India: MSF opens 100-bed COVID-19 treatment center in Bihar

Dr Nisha Mohan inspecting the COVID-19 treatment ward.

India 2020 © Garvit Nangia/MSF

NEW YORK/PATNA, JUNE 19, 2020—As the number of confirmed COVID-19 cases continues to rise in India, Doctors Without Borders/Médecins Sans Frontières (MSF) today opened a 100-bed temporary treatment center for COVID-19 patients in Patna, the capital of Bihar state in the northeast of the country.

The international medical humanitarian organization’s treatment center will offer inpatient care, health education, mental health support, and access to all essential drugs and medical supplies needed to manage moderate cases. This will help alleviate the strain on dedicated government-run COVID-19 treatment hospitals and allow them to focus on the most severe and critical cases.

“Responding to emergencies is at the core of what MSF does,” said Dr.
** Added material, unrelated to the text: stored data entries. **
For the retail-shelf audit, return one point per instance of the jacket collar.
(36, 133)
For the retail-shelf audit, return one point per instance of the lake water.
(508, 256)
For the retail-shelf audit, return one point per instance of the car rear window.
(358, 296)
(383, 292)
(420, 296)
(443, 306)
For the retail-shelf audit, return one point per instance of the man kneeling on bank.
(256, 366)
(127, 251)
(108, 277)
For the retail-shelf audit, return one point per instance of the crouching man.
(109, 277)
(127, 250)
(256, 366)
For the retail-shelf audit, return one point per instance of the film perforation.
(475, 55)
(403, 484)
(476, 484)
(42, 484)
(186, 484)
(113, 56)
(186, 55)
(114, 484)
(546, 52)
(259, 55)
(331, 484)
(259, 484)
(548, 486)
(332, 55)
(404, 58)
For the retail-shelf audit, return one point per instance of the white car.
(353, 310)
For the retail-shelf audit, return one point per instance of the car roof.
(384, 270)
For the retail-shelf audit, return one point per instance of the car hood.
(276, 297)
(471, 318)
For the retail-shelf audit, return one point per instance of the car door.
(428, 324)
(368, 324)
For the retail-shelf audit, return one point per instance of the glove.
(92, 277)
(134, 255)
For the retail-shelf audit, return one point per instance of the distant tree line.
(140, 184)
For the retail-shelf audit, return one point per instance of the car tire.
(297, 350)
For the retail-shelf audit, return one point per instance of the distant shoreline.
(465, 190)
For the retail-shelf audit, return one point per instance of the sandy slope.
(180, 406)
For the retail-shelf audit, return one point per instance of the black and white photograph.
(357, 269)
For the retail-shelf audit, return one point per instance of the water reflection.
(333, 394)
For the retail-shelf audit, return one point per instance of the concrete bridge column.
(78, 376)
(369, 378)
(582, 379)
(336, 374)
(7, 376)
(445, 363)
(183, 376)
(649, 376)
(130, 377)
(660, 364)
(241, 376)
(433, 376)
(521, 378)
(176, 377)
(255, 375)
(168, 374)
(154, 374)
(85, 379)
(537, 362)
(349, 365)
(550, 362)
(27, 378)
Prince Mathew, MSF’s regional head of mission in Asia. “We are using our knowledge and experience in epidemic management to help mitigate the impact of COVID-19 in Bihar state.”

The center—located in the former Patliputra Sports Complex in Patna Indoor Stadium—is fully managed by MSF. The 180 MSF staff there will initially provide medical care to patients with mild or moderate symptoms to support the isolation of confirmed COVID-19 cases, as well as help reduce community spread.
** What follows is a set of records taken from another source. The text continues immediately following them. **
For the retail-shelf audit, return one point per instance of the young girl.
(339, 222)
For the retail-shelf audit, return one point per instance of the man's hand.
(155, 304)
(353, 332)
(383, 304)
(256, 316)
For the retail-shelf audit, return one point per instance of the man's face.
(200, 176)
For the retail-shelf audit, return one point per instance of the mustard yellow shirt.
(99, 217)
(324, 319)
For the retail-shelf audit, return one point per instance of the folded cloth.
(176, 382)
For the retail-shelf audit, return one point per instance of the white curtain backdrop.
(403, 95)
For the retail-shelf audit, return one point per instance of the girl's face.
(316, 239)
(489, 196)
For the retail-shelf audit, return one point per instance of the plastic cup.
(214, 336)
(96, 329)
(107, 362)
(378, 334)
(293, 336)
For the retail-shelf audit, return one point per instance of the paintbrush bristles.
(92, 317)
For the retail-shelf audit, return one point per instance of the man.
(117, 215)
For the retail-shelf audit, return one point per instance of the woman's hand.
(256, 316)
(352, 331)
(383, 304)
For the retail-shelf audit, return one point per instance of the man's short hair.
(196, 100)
“This pandemic affects us all,” said Dr. Mathew “For this reason, the response needs teamwork. Our partnership with the local health authorities enables us to increase treatment capacity, reduce mortality, and prevent infections in the state.”

The number of confirmed cases of COVID-19 in India has surpassed 380,000 as of June 19. Restrictions on the movement of people, which have been in place since early March, have lessened over the last few weeks in many areas. However, cases are expected to continue to rise. Some areas of the country are seen as hotspots or particularly vulnerable to outbreaks, such as Bihar, which has seen millions of people returning to the state from work in other parts of India.

As the pandemic evolves and oxygen demands are expected to exceed existing supplies, MSF’s focus will switch to providing high-flow oxygen to moderate and severe cases and dignified palliative care to those who require it. Teams are collaborating with the Bihar government and health authority, which will refer people with moderate and severe symptoms to the MSF facility.

“In these times when the world is grappling with a pandemic, it is essential for all stakeholders to work together and fight this battle against COVID-19,” said Mangal Pandey, the health minister in Bihar. “This initiative by MSF to open a temporary hospital to provide free treatment to COVID-19 positive patients in Patna is an excellent example of how every contribution counts, and the Bihar government wholeheartedly supports their work.”

MSF has been working in India since 1999, providing free-of-charge essential healthcare in Andhra Pradesh, Bihar, Chhattisgarh, Delhi, Jammu & Kashmir, Jharkhand, Maharashtra, Manipur, Telangana, and Uttar Pradesh. MSF has a long history of humanitarian medical work in Bihar over the last 10 years, including in Darbhanga district for malnutrition and in Hajipur for Kala Azar. Currently in Patna, MSF runs a treatment ward at the Guru Gobind Singh Hospital for the treatment of advanced HIV patients with severe complications.